You should use PDO Prepare

你应该使用PDO Prepare

From the link:

从链接：

Calling PDO::prepare() and PDOStatement::execute() for statements that will be issued multiple times with different parameter values optimizes the performance of your application by allowing the driver to negotiate client and/or server side caching of the query plan and meta information, and helps to prevent SQL injection attacks by eliminating the need to manually quote the parameters.

为将使用不同参数值多次发出的语句调用 PDO::prepare() 和 PDOStatement::execute() 可通过允许驱动程序协商查询计划的客户端和/或服务器端缓存来优化应用程序的性能并元信息，并通过消除手动引用参数的需要来帮助防止 SQL 注入攻击。

PDO offers an alternative designed to replace mysql_escape_string()with the PDO::quote()method.

PDO 提供了一种替代方案，旨在用PDO::quote()方法替换mysql_escape_string()。
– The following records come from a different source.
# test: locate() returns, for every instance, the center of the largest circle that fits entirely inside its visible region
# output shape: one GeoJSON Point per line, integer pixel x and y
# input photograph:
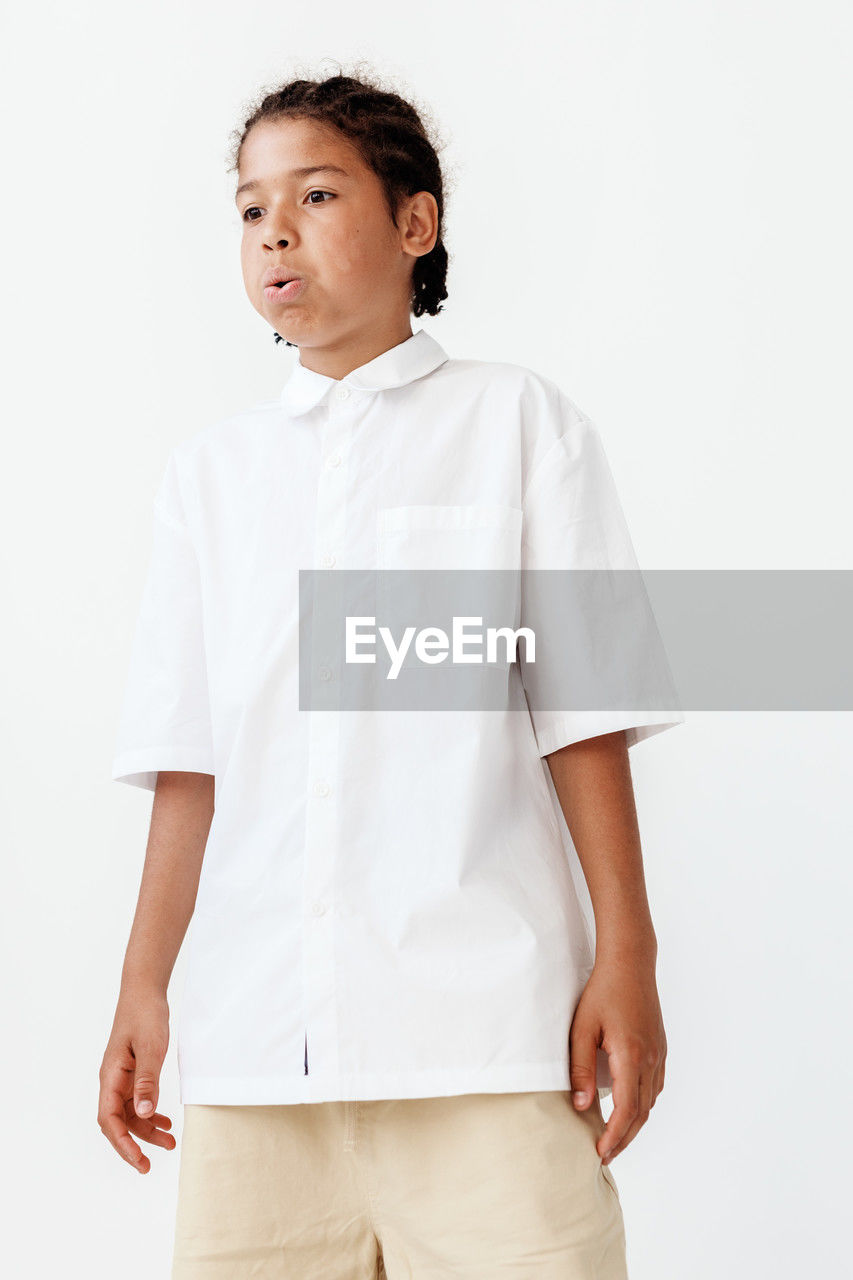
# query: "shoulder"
{"type": "Point", "coordinates": [521, 389]}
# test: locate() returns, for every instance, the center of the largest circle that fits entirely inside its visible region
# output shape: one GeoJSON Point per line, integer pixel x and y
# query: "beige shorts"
{"type": "Point", "coordinates": [479, 1185]}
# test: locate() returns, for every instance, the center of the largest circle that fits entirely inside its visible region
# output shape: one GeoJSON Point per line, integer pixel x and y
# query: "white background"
{"type": "Point", "coordinates": [651, 204]}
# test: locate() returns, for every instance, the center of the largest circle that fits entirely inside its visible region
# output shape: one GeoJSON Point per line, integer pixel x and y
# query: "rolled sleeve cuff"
{"type": "Point", "coordinates": [560, 728]}
{"type": "Point", "coordinates": [140, 768]}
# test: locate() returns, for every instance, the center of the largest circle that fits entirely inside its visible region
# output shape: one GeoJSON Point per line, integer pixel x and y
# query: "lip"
{"type": "Point", "coordinates": [283, 292]}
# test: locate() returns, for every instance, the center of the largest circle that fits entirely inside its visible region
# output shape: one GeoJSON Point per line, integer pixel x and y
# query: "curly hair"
{"type": "Point", "coordinates": [391, 137]}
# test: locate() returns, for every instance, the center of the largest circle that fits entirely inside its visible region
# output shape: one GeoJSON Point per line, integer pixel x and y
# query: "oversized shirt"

Here is an excerpt from the PHP website:

以下是 PHP 网站的摘录：

<?php
    $conn = new PDO('sqlite:/home/lynn/music.sql3');

    /* Simple string */
    $string = 'Nice';
    print "Unquoted string: $string\n";
    print "Quoted string: " . $conn->quote($string) . "\n";
?>

The above code will output:

上面的代码会输出：

Unquoted string: Nice
Quoted string: 'Nice'

Use prepared statements. Those keep the data and syntax apart, which removes the need for escaping MySQL data. See e.g. this tutorial.

使用准备好的语句。这些将数据和语法分开，从而消除了对 MySQL 数据进行转义的需要。参见例如本教程。